Depuis des années, l'île connaissait une crise majeure, le trafic de bateaux dans le port de Porto Grande n'ayant plus rien à voir avec celui du début du siècle. Grâce aux dépôts de charbon installés et gérés par des compagnies anglaises, le port avait connu ses heures de gloire en accueillant des milliers de bateaux venant se ravitailler.

Mais avec la hausse des taxes sur le charbon, avec la meilleure autonomie des bateaux, avec la rude concurrence des ports de Dakar, des Açores et des Canaries, avec l'amélioration des conditions de navigation par le canal de Suez, le port de Mindelo subissait un déclin que rien ne semblait pouvoir enrayer.

Ambrosio, ou Nhô Ambrôze, ou "Capitão Ambrosio" était un simple menuisier vivant à de Ribeira Bote. C'est dans ce quartier populaire (il l'est toujours) qu'un groupe de personnes s'est réuni en cette journée du 4 juin: décision est prise de descendre en ville pour demander des comptes aux autorités.

Ambrosio en tête, le petit cortège se dirige vers d'abord vers la mairie, ensuite vers le télégraphe (devenu par la suite lycée du centre-ville).

Ni les autorités municipales ni le pouvoir colonial joint par télégramme ne veulent répondre aux manifestants, vite rejoints par de nombreux badauds. Accompagné d'un homme brandissant le drapeau noir (symbolisant la faim - on dit que le mot "crise" était peint sur le drapeau), Ambrosio donne alors l'ordre au peuple affamé d'aller se servir là où il y a à prendre: les dépôts de la douane (actuel Centre Culturel de Mindelo et Clube Nautico), et ceux des grandes maisons commerciales (Miranda, Nho Bronc, Feijoo).

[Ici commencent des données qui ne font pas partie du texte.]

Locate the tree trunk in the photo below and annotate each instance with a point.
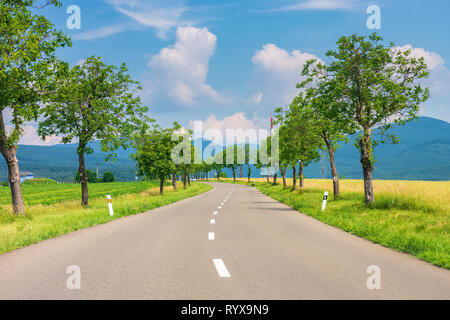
(161, 186)
(83, 176)
(14, 178)
(174, 181)
(300, 174)
(294, 177)
(333, 168)
(366, 151)
(283, 172)
(10, 155)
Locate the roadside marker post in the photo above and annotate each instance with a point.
(109, 200)
(324, 202)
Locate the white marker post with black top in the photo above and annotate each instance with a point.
(324, 202)
(109, 200)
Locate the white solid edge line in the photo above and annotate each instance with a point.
(221, 268)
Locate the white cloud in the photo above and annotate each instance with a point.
(320, 5)
(439, 79)
(99, 33)
(432, 59)
(31, 137)
(277, 72)
(180, 71)
(161, 15)
(256, 98)
(237, 122)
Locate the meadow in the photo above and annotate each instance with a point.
(408, 216)
(55, 209)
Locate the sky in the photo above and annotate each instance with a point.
(230, 63)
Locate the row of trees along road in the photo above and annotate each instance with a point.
(365, 86)
(87, 102)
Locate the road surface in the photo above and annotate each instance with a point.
(232, 242)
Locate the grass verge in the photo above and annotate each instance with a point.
(414, 224)
(48, 221)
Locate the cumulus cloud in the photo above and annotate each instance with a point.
(439, 79)
(161, 15)
(277, 72)
(99, 33)
(320, 5)
(432, 59)
(180, 71)
(30, 137)
(238, 122)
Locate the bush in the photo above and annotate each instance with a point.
(92, 177)
(108, 177)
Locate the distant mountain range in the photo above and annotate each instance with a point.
(423, 153)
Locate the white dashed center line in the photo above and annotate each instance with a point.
(221, 268)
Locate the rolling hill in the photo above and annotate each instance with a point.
(423, 153)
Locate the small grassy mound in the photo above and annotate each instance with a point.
(39, 181)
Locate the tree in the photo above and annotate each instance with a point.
(154, 154)
(93, 101)
(108, 176)
(27, 62)
(299, 139)
(314, 106)
(372, 86)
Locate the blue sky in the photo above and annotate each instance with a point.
(230, 63)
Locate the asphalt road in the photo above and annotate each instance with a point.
(255, 248)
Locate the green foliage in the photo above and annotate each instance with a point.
(154, 153)
(367, 85)
(94, 101)
(108, 176)
(50, 194)
(38, 181)
(27, 63)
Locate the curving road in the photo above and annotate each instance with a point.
(232, 242)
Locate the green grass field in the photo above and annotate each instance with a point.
(408, 216)
(55, 209)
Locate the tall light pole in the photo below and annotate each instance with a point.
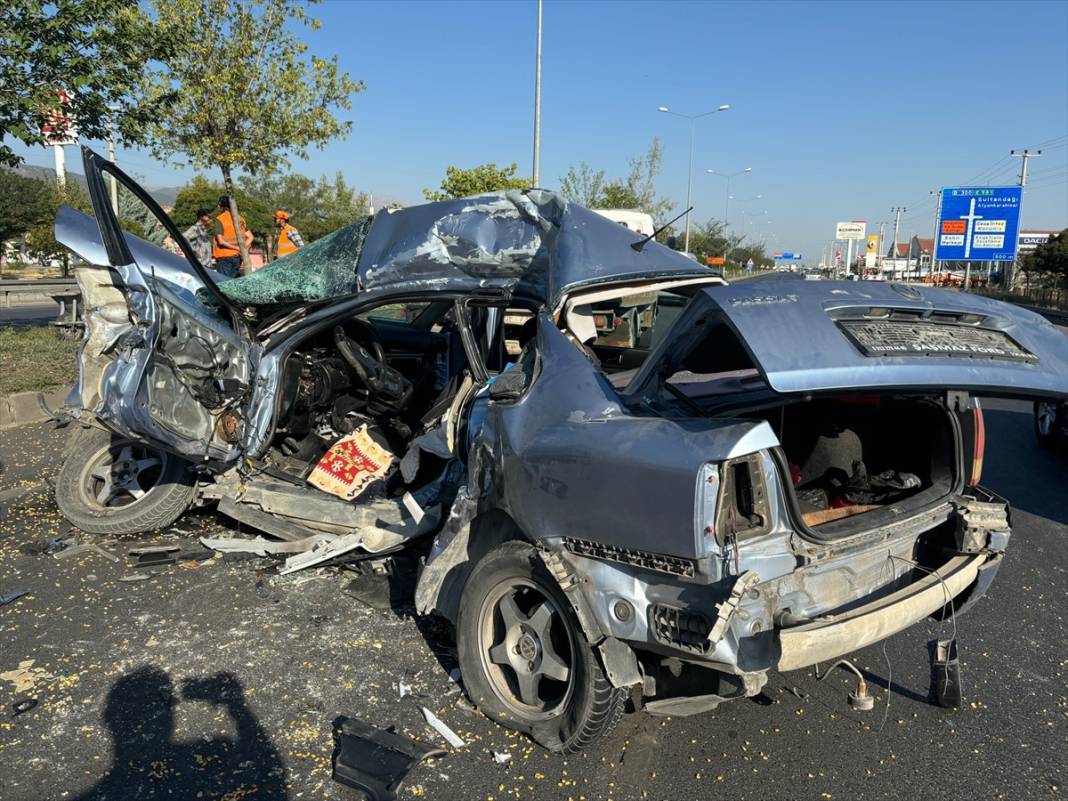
(897, 224)
(111, 158)
(726, 205)
(689, 171)
(537, 101)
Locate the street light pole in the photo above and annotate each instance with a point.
(897, 224)
(111, 158)
(726, 204)
(537, 101)
(689, 172)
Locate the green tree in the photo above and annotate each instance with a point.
(24, 203)
(201, 192)
(459, 183)
(583, 185)
(248, 93)
(637, 189)
(94, 51)
(316, 207)
(41, 239)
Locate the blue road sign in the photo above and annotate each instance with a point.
(978, 224)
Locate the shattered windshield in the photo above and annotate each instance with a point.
(324, 269)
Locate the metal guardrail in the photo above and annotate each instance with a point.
(63, 291)
(48, 286)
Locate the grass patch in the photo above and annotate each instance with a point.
(34, 358)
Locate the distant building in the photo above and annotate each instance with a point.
(912, 258)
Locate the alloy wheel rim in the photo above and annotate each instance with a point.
(527, 648)
(121, 474)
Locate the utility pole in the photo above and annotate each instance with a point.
(938, 216)
(878, 251)
(111, 158)
(897, 224)
(537, 101)
(1023, 182)
(1023, 167)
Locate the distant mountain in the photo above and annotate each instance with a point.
(162, 195)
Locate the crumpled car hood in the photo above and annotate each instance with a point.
(534, 244)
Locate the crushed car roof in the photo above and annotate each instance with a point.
(534, 244)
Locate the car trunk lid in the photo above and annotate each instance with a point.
(834, 335)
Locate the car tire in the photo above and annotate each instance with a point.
(1048, 423)
(111, 485)
(517, 629)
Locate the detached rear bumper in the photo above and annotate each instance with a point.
(828, 639)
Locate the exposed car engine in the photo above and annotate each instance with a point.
(332, 387)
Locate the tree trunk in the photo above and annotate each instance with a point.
(235, 215)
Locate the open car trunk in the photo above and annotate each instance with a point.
(857, 462)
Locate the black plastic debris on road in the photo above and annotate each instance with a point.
(375, 760)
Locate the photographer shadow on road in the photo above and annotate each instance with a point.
(150, 763)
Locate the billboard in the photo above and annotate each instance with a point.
(978, 223)
(854, 230)
(1031, 239)
(870, 255)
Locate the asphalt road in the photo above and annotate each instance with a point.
(220, 682)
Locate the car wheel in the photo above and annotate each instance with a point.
(523, 657)
(111, 485)
(1047, 423)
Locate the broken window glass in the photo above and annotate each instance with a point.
(324, 269)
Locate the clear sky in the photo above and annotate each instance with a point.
(842, 109)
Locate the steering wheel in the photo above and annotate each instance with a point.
(367, 360)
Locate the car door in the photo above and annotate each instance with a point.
(156, 364)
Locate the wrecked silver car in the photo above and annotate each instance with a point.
(764, 476)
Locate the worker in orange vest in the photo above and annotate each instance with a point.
(288, 238)
(224, 248)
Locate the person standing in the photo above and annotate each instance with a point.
(224, 247)
(199, 236)
(288, 238)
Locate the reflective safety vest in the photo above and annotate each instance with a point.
(229, 236)
(285, 245)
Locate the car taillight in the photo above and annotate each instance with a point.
(978, 443)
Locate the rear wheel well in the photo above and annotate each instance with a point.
(441, 582)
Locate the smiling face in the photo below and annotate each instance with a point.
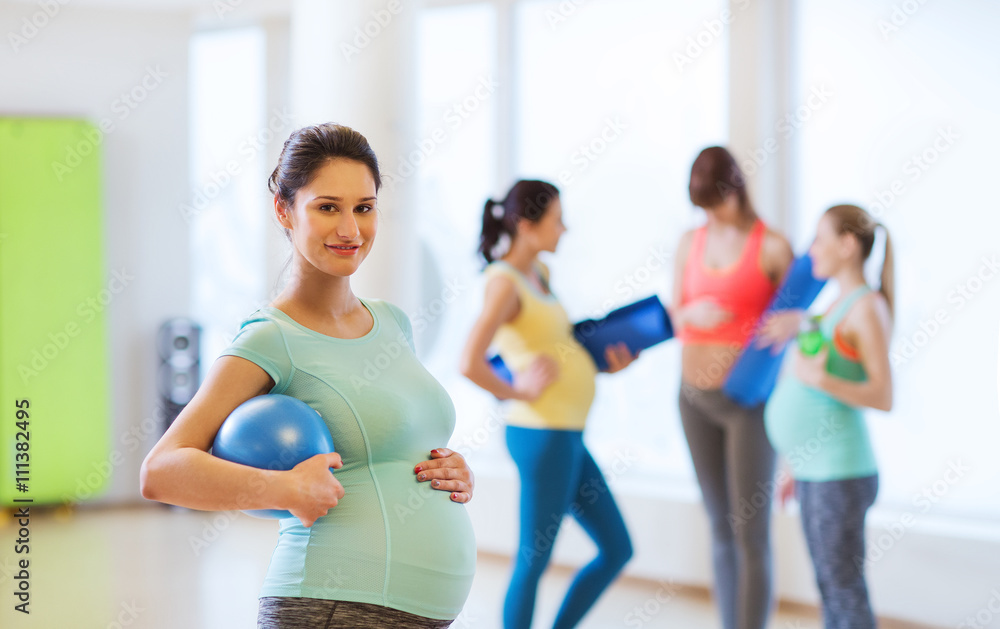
(544, 235)
(831, 250)
(333, 220)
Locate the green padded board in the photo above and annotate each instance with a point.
(54, 294)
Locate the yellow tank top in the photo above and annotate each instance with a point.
(542, 327)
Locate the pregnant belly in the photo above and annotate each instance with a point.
(432, 547)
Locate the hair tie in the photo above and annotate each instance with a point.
(497, 210)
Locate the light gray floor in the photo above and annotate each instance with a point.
(161, 568)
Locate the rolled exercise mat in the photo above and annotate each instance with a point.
(756, 370)
(639, 325)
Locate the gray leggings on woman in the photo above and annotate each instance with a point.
(286, 612)
(734, 462)
(833, 517)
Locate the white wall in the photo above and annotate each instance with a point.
(78, 65)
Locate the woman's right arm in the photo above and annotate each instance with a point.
(180, 471)
(500, 306)
(677, 311)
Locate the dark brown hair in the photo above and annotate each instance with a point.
(308, 148)
(850, 219)
(715, 175)
(527, 199)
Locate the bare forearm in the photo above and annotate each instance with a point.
(869, 394)
(195, 479)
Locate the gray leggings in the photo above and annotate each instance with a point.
(285, 612)
(734, 462)
(833, 517)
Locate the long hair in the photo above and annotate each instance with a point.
(715, 175)
(309, 148)
(850, 219)
(528, 199)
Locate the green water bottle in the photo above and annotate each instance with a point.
(810, 338)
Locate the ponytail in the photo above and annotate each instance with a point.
(527, 199)
(493, 230)
(851, 219)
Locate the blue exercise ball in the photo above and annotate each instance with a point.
(274, 432)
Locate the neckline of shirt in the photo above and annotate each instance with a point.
(280, 314)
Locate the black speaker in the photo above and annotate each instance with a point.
(178, 345)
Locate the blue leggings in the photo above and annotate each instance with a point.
(558, 476)
(833, 517)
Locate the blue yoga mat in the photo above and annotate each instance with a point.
(756, 370)
(639, 325)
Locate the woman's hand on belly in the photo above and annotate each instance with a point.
(447, 470)
(311, 489)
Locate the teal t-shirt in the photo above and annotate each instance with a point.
(391, 541)
(822, 438)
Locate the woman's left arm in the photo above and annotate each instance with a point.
(447, 470)
(869, 325)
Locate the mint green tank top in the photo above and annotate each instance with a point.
(391, 541)
(821, 437)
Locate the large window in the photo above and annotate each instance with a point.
(909, 130)
(227, 210)
(611, 102)
(612, 108)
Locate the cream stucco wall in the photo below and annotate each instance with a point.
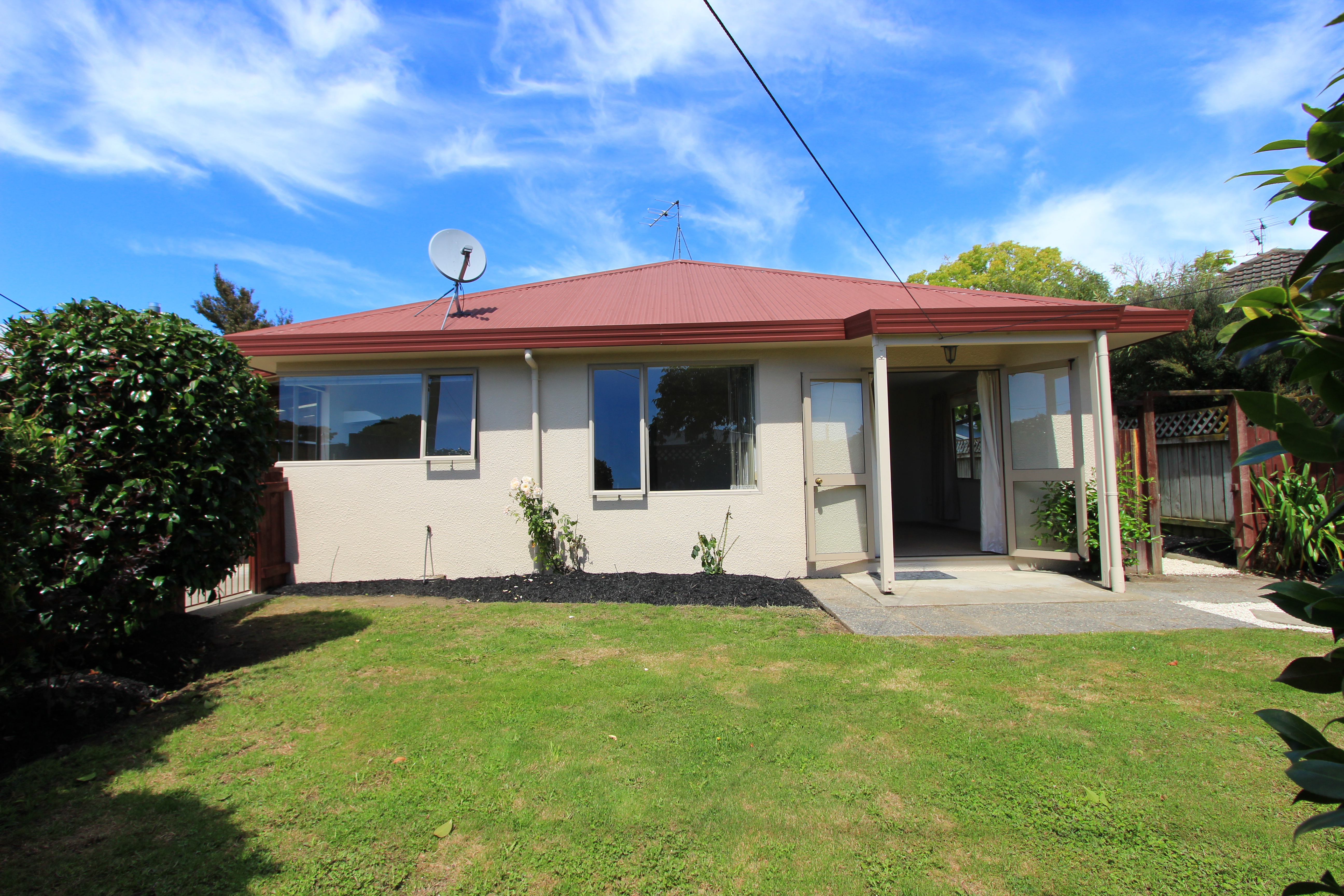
(366, 520)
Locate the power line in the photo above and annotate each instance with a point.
(10, 300)
(736, 46)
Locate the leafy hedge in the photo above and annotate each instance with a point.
(132, 449)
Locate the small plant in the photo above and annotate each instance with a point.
(713, 550)
(1057, 516)
(556, 546)
(1298, 542)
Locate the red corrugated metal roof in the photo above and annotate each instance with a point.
(687, 302)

Pendant le pillage des stocks, Anton Grigola, un jeune garçon, est tué par la baïonnette d'un soldat : sans l'intervention du médecin militaire Regala calmant la foule et les troupes descendues d'El Fortim (la forteresse dominant la ville), Mindelo aurait pu connaître un véritable bain de sang (la ville a rendu hommage à ce colonel en lui dédiant une place, place à partir de laquelle commence d'ailleurs l'avenue Ambrosio qui emmène vers Ribeira Bote).

Finalement, au coucher du soleil, la population rentre dans les quartiers en emportant avec elle tout ce qu'elle a pu trouver dans les dépôts: farine, patates, saindoux, haricots, sucres, épices. L'histoire veut que le leader de l'insurrection rentre chez lui les poches et les mains vides: ses voisins lui offrent alors du poivre, qu'il revendra aussitôt pour s'acheter un peu de viande.

Mais quelques jours plus tard, le gouverneur de la province fera arrêter les leaders de ces émeutes de la faim, et Ambrosio sera envoyé en Angola. Rentré à une date inconnue, il mourra à Mindelo en 1946, son nom restant à jamais associé à la "révolution d'Ambrosio", l'une des rares émeutes de la faim de l'histoire du Cap-Vert, qui a pourtant connu d'innombrables famines.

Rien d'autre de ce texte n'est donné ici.